Plymouth train crash: Signaller 'misjudged' space on platform

Two pictures of the crash Image copyright Dominic Parnell
Image caption The driver of one of the trains was among the injured, British Transport Police said

A signaller misjudged the space available on the platform for two trains that collided in Plymouth, an initial investigation has found.

A train travelling from Penzance to Exeter collided with another train on platform six just after 15.30 BST on 3 April.

The Rail Accident Investigation Branch initial findings found the signaller believed there was enough space for both trains on the platform.

About 35 people were injured.

The report said: "Allowing trains to share a platform is known as permissive working, and is allowed for passenger trains using platform six.

"The signaller could see the rear of the train from the signal box window and estimated there was enough room for the moving train to fit on the platform.

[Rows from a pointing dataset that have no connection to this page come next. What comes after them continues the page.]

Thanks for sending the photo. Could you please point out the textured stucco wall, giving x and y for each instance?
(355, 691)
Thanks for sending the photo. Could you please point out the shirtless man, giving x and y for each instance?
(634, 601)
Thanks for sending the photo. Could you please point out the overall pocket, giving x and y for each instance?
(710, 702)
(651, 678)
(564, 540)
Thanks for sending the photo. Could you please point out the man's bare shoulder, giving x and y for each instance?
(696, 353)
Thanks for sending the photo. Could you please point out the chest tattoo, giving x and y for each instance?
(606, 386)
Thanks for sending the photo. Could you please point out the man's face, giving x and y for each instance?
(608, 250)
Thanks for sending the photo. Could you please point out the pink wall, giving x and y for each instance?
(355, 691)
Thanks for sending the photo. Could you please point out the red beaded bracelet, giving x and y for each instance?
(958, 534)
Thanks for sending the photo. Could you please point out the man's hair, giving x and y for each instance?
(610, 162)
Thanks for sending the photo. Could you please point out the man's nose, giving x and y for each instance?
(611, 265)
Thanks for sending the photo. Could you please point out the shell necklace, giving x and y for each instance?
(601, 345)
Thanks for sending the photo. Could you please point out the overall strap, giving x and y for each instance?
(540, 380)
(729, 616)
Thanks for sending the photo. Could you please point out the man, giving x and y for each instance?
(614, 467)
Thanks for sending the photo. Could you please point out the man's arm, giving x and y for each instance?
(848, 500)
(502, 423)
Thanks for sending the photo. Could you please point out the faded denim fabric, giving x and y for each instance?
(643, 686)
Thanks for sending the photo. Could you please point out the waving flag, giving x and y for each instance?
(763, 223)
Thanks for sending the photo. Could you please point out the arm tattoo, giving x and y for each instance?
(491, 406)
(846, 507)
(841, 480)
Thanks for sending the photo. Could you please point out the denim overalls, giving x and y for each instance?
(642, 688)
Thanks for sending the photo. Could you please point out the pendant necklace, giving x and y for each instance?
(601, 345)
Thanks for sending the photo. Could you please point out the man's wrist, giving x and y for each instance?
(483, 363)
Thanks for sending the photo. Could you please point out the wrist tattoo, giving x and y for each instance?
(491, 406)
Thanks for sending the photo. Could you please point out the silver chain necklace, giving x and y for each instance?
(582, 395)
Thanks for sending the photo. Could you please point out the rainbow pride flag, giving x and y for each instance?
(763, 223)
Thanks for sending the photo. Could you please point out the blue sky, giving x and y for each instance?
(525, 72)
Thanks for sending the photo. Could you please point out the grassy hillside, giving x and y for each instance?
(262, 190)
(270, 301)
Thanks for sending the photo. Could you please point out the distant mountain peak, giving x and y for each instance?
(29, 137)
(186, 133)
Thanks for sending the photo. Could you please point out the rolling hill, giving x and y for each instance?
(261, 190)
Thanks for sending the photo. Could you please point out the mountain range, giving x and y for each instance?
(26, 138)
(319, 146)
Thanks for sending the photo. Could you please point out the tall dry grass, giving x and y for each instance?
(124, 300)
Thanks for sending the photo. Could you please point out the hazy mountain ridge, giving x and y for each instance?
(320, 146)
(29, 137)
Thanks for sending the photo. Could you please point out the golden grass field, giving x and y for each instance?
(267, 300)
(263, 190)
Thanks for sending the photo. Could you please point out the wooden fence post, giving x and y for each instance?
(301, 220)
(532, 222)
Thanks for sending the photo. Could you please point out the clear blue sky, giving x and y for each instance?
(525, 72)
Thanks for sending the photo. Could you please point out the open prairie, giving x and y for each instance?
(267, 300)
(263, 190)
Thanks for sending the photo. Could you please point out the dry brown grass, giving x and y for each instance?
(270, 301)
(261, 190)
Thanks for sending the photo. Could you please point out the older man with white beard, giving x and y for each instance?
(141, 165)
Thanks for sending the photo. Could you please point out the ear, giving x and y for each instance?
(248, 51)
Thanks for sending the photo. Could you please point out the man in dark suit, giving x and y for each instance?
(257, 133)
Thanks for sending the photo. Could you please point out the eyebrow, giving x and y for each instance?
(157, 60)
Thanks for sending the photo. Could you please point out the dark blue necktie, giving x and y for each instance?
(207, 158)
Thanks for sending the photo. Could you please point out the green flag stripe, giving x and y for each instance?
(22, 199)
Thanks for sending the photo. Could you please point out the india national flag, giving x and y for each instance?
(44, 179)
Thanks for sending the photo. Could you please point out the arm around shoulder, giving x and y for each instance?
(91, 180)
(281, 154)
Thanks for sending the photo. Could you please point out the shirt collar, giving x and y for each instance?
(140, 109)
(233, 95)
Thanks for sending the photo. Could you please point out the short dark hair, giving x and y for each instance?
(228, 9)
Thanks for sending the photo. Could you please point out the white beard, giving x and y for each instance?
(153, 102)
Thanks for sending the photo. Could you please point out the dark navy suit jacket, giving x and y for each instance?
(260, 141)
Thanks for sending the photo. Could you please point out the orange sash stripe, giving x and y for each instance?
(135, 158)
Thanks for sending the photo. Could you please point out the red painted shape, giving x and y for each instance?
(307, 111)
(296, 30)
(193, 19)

This was not the case."

One of the trains was moved to platform six due to passenger lifts being closed for maintenance on alternative platforms, the report said.

Image copyright Dominic Parnell
Image caption The Rail Accident Investigation Branch will lead the investigation into the crash

While approaching Plymouth, the moving train accelerated to about 21 mph and went through a relatively tight, left-hand curve.

That is when the driver saw the rear of the stationary train on platform six and was surprised to see it so close to the west end of the platform.

The investigation report said: "He looked at the tracks to confirm which route the train was taking and, realising a collision was imminent, applied the emergency brake.

"This was around three seconds before the collision, which occurred at about 15 mph.

"Many passengers were standing in preparation to leave the train and were thrown into the train's fixtures and onto the floor.